第27期竜王戦、異能・糸谷七段が森内竜王に2連勝。

 第27期竜王戦で、糸谷七段が森内竜王に2連勝した。
ニコ生を今見終わったところ。

 それにしても、糸谷七段の異能ぶりが際立った一戦だった。
まず、際立つ早指し。
NHK杯で、あの渡辺2冠を息をもつかせぬ早指しで、考える間を作らせず、圧勝したことがある。
TVの放映時間が、余りすぎて、感想戦の長かったこと。
多分、渡辺2冠にとって、最大の屈辱の一戦だったろう。
その糸谷七段も、イマイチ伸び悩んでいたが、最近時間の使い方を憶えて(本人談)、その才能が開花してきた。
その結果が、羽生名人を破っての、今回の竜王挑戦である。
早指しを控えていたはずだが、気持ちが早るのだろう、今日はどんどん指していた。

 森内竜王は、じっくり考えたい棋士だ。
相手が考えている時に、自分も考える時間が大きい。
だからやりにくいんじゃないかな。
しかし自業自得の面もあると思う。
森内竜王は、名人戦とかで、羽生名人相手に、定石的な前半はどんどん指して、後半に時間を残す戦い方をやり始めた。
それが、羽生名人に対して成功した。
この戦い方が、今の将棋の流行になっている。
しかし、これは早指し得意の若手には、とても有利な戦いでもある。
今、森内竜王は、ブーメランのように自分に返ってきているのでは、ないかな。

 もうひとつの糸谷七段の異能ぶりは、異能というより態度かな、やたらと席を外すことである。
ニコ生を見ていて、一人で森内竜王が盤に向かって座っている様が多くて、見苦しかった。
羽生名人が、竜王挑決で糸谷6段に敗戦した時、記事に書いたが、映像を見てないけど、棋譜中継で、異様に糸谷七段が席を外すことに文句を書いたことがある。
対戦相手は、集中しにくいと思う。

 今回映像を見て、これは酷いなと思った。
やはり、映像としては、二人が盤に向かっているのを見るのが、面白いのである。
あまり態度や表情が変わることは、少ないが、それでも、それが見所の一つである。
今は、タイトル戦の新人だから、応援されるが、今後勝ち出したら、非難されるようになるだろう。
その兆候が、今日のニコ生のコメントでも現れていた。

 糸谷七段は、じっとしているのが、苦手なのかもしれない。
映像を見ていて、そう思った。
あとは、正座が苦手なのかもしれない。 膝がきついのだろう。
痩せなくちゃだめだ。
渡辺2冠も遠征では、体重計を持ち歩いて、自己管理している。
若いから、勝てばいいんだろう的な考え方をしていると思うが、今後苦しむことになる可能性大。
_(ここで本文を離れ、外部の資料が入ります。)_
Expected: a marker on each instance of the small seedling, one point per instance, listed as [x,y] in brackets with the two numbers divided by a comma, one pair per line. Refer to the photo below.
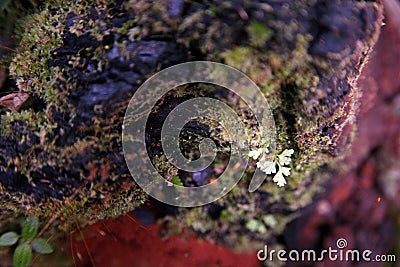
[28,242]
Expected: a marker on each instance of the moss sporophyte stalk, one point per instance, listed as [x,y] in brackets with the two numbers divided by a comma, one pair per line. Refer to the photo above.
[61,154]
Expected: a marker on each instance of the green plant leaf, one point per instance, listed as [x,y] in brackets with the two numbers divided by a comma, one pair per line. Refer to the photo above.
[41,246]
[9,239]
[30,228]
[22,255]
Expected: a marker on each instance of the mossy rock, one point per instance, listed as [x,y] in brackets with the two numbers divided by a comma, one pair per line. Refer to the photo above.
[82,63]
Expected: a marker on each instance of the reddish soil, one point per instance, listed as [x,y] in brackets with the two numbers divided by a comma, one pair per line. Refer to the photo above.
[126,242]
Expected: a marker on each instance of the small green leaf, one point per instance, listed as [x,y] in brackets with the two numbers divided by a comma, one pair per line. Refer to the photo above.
[270,221]
[9,239]
[41,246]
[256,226]
[22,255]
[30,228]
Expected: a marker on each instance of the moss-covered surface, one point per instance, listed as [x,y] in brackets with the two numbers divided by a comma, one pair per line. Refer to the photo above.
[85,61]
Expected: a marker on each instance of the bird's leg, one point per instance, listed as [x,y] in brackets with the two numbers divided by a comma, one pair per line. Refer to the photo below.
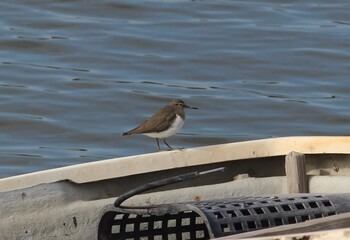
[170,148]
[158,144]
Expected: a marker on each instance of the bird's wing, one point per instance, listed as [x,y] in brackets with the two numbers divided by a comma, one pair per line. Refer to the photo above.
[157,123]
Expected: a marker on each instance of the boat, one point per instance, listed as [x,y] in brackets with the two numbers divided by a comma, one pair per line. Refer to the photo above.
[81,201]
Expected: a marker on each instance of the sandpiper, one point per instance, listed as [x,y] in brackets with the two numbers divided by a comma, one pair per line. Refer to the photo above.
[165,123]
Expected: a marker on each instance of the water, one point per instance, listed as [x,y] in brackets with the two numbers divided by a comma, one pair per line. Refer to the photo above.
[75,74]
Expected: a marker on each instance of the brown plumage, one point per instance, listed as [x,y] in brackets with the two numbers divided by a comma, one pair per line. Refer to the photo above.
[161,121]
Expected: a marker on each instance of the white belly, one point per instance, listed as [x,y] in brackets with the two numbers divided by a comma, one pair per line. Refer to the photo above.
[174,128]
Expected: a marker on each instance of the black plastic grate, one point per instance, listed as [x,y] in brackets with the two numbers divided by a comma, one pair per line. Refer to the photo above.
[209,219]
[237,216]
[183,225]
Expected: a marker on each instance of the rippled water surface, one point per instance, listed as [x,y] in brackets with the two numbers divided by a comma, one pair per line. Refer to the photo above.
[75,74]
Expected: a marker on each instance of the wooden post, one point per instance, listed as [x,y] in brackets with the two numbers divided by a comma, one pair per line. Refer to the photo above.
[296,174]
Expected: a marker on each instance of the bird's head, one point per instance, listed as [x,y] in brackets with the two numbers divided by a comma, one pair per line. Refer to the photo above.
[181,104]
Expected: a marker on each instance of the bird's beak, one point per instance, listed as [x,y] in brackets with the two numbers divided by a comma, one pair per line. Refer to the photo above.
[186,106]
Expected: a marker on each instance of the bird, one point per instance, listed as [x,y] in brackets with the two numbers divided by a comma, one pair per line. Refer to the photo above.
[164,123]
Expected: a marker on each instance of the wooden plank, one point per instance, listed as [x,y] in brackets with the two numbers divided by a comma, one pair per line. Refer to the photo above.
[296,173]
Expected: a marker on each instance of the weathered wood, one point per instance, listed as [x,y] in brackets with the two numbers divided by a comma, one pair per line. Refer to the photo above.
[296,173]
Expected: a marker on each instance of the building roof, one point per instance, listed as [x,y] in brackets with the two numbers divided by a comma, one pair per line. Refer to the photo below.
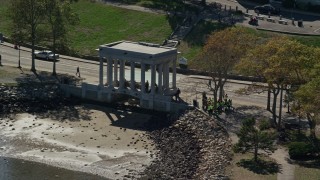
[136,51]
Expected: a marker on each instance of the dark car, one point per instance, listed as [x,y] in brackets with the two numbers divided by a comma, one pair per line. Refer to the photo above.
[266,9]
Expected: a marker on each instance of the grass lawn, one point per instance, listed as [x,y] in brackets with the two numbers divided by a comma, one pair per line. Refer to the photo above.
[101,24]
[237,171]
[307,172]
[4,18]
[192,44]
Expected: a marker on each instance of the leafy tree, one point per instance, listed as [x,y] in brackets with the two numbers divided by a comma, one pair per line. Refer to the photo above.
[308,97]
[253,139]
[221,52]
[59,15]
[27,16]
[281,62]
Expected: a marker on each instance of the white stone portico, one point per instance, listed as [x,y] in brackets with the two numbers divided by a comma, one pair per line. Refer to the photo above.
[159,94]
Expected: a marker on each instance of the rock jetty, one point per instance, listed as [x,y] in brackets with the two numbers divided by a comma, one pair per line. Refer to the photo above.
[195,146]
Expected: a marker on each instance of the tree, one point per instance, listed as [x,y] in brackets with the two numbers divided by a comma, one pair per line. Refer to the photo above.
[253,139]
[27,15]
[221,52]
[59,15]
[281,62]
[308,96]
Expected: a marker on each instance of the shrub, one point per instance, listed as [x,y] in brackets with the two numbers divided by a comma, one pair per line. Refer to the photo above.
[264,124]
[300,150]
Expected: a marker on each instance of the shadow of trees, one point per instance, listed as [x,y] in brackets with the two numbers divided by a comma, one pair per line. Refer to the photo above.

 あと、終了間際になって、森内竜王が負けを観念している時に、自分の手番で、お菓子を食いだしたのには、驚いた。
しかも、もぐもぐと、あっという間に。
ちょっと、周囲のことを気にしなさすぎ。
このキャラクターを皆が諦め気味に認めてくれたら、問題ないが、今後ひと悶着ありそうだ。
個人的には、好きなキャラクターなんだが。
それでも席を外すのは、やめて欲しい。

 森内竜王が不調なことも合わせて考えると、新竜王が誕生しそうだ。